Die internationale Standortkonkurrenz ist groß. Als wichtigster und am weitesten fortgeschrittener Chiphersteller weltweit gilt TSMC in Taiwan, der vielleicht auch nach Europa kommen könnte. Schon bis 2025 will China insgesamt 1400 Milliarden US-Dollar in Hochtechnologie investieren, einen Großteil davon speziell in die Halbleiterindustrie. Die USA haben mit dem Chips and Science Act 52,7 Milliarden US-Dollar zur Ankurbelung der heimischen Halbleiterproduktion vorgesehen. Der EU Chips Act könne da nur ein "Puzzlestück" und eine "Facette" sein, um im internationalen Wettlauf auf diesem Gebiet zu bestehen, ist Hahn realistisch. Der Fokus liege darauf, die europäische Wirtschaft von innen heraus zu stärken und resilient zu machen, um wettbewerbsfähig zu sein. Ein Aspekt dabei sei das Erfordernis, Europa von Abhängigkeiten bei Rohstoffen etwa aus China zu lösen.

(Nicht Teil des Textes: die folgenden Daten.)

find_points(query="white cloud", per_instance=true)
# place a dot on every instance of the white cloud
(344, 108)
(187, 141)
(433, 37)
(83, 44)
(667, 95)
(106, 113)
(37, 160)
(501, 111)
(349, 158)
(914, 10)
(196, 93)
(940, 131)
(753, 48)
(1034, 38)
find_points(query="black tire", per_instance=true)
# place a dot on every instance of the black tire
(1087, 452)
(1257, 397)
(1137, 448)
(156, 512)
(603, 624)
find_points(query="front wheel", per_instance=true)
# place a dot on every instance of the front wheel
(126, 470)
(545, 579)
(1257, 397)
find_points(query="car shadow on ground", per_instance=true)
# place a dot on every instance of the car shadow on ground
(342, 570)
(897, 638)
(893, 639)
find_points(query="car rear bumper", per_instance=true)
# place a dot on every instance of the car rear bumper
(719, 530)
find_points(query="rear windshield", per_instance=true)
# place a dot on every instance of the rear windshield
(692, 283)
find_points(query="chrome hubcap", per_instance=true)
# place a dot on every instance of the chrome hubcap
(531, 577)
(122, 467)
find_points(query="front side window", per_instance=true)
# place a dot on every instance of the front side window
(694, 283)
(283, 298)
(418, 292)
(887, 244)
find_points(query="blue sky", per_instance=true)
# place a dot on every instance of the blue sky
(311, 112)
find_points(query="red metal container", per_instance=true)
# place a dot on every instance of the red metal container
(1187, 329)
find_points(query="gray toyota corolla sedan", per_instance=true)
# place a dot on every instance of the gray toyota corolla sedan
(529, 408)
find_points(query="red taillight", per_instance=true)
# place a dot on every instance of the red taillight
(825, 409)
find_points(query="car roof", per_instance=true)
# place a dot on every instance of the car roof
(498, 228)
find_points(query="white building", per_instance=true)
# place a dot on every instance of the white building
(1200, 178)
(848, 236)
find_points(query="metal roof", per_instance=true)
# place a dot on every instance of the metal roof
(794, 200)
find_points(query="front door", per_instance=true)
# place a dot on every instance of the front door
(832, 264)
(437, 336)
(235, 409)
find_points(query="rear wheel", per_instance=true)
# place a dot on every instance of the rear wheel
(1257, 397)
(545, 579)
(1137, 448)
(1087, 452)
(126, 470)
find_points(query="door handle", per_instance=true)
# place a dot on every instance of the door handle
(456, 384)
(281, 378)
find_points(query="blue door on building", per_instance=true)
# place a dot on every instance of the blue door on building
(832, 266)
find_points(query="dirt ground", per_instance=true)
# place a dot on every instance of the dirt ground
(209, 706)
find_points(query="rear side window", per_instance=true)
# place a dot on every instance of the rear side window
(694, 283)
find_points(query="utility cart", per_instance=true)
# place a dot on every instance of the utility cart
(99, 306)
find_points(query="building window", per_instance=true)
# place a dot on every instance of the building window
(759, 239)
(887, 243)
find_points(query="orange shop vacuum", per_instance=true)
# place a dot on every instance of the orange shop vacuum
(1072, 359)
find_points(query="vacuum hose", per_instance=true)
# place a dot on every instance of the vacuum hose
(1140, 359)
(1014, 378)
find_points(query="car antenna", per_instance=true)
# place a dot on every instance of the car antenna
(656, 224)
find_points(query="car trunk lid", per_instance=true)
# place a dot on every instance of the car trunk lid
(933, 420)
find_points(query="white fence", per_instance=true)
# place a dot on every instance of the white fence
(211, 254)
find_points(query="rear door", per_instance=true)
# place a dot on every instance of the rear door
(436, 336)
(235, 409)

Umstritten war der Ansatz der Kommission, nur modernste und einzigartige Fertigungstechnik fördern zu wollen ("first of a kind"). Dazu sollten etwa Halbleiter mit Strukturen von 2 Nanometern und feiner sowie Chips der "nächsten Generation" zählen. Das zielte vor allem auf Megaprojekte für einige große Firmen mit staatlicher Beihilfe. Die Volksvertreter haben hier laut Hahn durchgesetzt, auch das Wachstum kleinerer Initiativen voranzubringen, wenn diese etwa zum "grünen und digitalen Wandel" beitragen. So spielen nun die Klimaauswirkungen elektronischer Systeme, die Nachhaltigkeit von Chips und die Kreislaufwirtschaft eine größere Rolle. "Mehr Nutznießer werden profitieren", hebt die Parlamentarierin hervor. Darunter auch bestehende Einrichtungen, die modernisiert werden können, Effekte über die einzelne Firma und Mitgliedsstaat hinaus haben und eine Verbesserung der Energie- oder Umweltleistung erreichen.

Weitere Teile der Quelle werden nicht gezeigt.